Government: No can do. We cannot pay for an abortion.
Indirect government involvement:
Citizen: I am mandated to get insurance. Okay, I want to buy a private plan with my own money that covers abortion. Since the exchange is a cool way to buy private insurance plans, what with the awesome price competition and convenience and so forth, I want to buy an exchange-offered plan.
Government: No can do. We cannot pay for an abortion which means that we cannot allow any choice-friendly plan to be available through an exchange because even though you are the one paying for the actual insurance we spent money setting up the exchange.
The government is supposed to make the exchange superior to the current way of doing things so it cannot be argued that having to go outside the exchange is a meaningless burden. If it's meaningless then why have an exchange?
The government has no obligation to publish your novel. If the government bought up 75% of the book-stores and refused to carry your novel, however, that would not be cool.
We... you, me and everyone here, want MORE government involvement in funding health services. But the way things are being set up (cleverly) that means expansion of theocratic policies into more lives, more decisions. A true poison pill. The more we expand healthcare the more we expand vulnerability to the whims of RW politicians.
So, yes, there is a line to be drawn and for non-trivial reasons.

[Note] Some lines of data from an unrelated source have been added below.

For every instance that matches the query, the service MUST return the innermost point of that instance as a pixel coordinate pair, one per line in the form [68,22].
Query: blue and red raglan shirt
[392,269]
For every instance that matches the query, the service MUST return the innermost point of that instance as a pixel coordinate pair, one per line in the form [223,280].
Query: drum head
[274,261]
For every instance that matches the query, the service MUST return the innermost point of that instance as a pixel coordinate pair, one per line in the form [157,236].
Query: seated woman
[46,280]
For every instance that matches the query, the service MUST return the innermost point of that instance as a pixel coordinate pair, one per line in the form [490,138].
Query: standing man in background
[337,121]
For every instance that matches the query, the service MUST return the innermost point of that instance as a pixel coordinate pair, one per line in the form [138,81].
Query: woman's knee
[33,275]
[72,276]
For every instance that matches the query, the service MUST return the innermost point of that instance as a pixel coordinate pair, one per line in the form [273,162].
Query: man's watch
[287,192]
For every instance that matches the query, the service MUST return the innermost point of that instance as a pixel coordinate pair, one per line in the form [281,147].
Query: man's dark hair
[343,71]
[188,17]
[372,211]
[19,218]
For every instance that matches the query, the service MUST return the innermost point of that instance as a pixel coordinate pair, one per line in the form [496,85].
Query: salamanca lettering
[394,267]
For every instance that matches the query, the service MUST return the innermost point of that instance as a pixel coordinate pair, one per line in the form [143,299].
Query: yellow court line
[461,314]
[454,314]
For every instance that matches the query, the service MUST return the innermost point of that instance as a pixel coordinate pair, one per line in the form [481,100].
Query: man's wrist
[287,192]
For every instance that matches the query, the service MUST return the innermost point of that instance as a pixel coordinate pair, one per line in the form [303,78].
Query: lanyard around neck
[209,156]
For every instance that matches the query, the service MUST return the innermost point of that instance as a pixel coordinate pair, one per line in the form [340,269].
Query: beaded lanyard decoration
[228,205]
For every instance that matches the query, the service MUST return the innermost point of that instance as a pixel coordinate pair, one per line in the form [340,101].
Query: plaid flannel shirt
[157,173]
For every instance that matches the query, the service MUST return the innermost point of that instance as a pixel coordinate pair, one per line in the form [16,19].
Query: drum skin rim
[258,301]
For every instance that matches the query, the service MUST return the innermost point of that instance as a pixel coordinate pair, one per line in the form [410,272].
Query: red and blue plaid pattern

The argument that this will be fixed later is farcical. Hyde has been renewed every year since 1976 but somehow Congress is going to "fix" an expansion of Hyde next year, or the year after?
Please... the only time to stop this sort of thing is up front. It takes energy to make something law. Once it becomes law then the path of least resistance is to leave it be.
Notice how letting Bush's temporary tax-cuts lapse is described quite casually as a "tax increase." Any future fix of Stupak would be an expansion of abortion! Where are these votes to fix it going to come then?
Arguments that a woman can still buy a supplemental plan on top of an exchange-offered plan are so offensive it is shocking to see them on a place like DU. Of course she can. She can also fly to Monaco to see a gynecologist who uses a speculum made of solid gold... if she has the money.
Plan + supplemental = More money than a plan that includes the supplemented coverage in the first place. This is basic insurance economics.
If healthcare reform is predicated on the idea that paying extra for insurance is not unduly burdensome then what is the point of the whole exercise?
See how this statement sounds: "People on food stamps could buy supplemental canned soup if canned soup were arbitrarily excluded from the food stamp program."
Alrighty then... no problem there!
Applying Hyde to a range of private insurance plans based on an indirect funding argument is not trivial. It is not even just "sausage making." It is a fundamental change in how the existing abortion-funding ban is interpreted and applied.
Since many mass-transit programs have a federal $$$ contribution, why not refuse to let women ride the (subsidized) subway if they are going to Planned Parenthood?
That seemingly nonsensical question follows quite naturally from a change from direct government payment to a concept of a ban on penumbral government involvement.
The slippery slope is real.
The federal government is arguably involved in almost EVERYTHING. There is always a federal money nexus to be discovered.
And any healthcare plan that passes will greatly increase the federal money nexus. That's the whole point of the thing... an increased federal role in national healthcare.